Naomi Klein and Madhumita Murgia have been shortlisted for the inaugural Women’s Prize for Non-Fiction, alongside Laura Cumming, Noreen Masud, Tiya Miles and Safiya Sinclair.
The shortlist represents writers from America (Miles), Canada (Klein) and Jamaica (Sinclair), with half the list from the UK (Cumming, Masud and Murgia). Penguin Random House also makes a strong showing, with its imprints making up half the shortlist for the £30,000 prize.
Judges said the 2024 shortlist “consists of works that either challenge prevalent ideas or reclaim narratives from our past, whilst breaking new ground in non-fiction writing”. Cumming’s Thunderclap: A Memoir of Art and Life and Sudden Death (Chatto & Windus) is described as “an inventive memoir and biography about art and love which bestows upon readers a vivid and transformative experience of painting, through the work of one little known artist” while Klein’s Doppelganger: A Trip into the Mirror World (Allen Lane) “is an innovative, playful guide through the dangers of social media and the new world of online conspiracy theories”.
A Flat Place: A memoir (Hamish Hamilton) by Masud is “a haunting yet uplifting pilgrimage across Britain’s flatlands to alleviate childhood trauma, while boldly interrupting the traditions of ‘nature cure’” and Miles’ All That She Carried: The Journey of Ashley’s Sack, a Black Family Keepsake (Profile) “is a genre-defining history of American enslavement which lovingly restores humanity to those left out of the archives”.

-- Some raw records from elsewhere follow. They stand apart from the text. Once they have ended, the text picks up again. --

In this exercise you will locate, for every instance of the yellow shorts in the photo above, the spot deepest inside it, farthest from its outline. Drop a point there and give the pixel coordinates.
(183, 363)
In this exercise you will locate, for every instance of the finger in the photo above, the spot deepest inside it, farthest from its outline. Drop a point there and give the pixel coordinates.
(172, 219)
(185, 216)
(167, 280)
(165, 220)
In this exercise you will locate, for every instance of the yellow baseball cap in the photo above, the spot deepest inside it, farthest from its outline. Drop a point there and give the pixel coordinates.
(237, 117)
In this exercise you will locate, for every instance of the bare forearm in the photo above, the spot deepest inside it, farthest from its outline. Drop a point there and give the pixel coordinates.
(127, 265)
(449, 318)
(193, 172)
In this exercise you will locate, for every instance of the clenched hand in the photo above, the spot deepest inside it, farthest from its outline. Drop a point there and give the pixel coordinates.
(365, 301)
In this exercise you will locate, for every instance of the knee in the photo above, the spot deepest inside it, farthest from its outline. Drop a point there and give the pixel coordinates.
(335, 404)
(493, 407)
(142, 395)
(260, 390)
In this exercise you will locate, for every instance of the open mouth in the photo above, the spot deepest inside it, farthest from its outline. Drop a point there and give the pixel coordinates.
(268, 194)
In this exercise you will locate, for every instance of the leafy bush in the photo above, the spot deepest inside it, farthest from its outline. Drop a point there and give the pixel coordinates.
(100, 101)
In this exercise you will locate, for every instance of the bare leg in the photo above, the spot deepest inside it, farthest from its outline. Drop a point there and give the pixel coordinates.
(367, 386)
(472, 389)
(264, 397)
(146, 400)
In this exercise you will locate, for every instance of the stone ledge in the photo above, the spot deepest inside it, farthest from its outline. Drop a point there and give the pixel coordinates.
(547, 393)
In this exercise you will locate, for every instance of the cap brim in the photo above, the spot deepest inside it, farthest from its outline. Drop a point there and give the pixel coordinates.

Murgia’s Code Dependent: Living in the Shadow of AI (Picador) is billed as “an incisive, cutting-edge exploration through human stories of how AI is reshaping and infiltrating our lives” while Sinclair’s How to Say Babylon: A Jamaican Memoir (Fourth Estate) “is a fierce, yet lyrical account inside the closed world of a Rastafarian family that offers a personal reckoning with the legacy of empire”.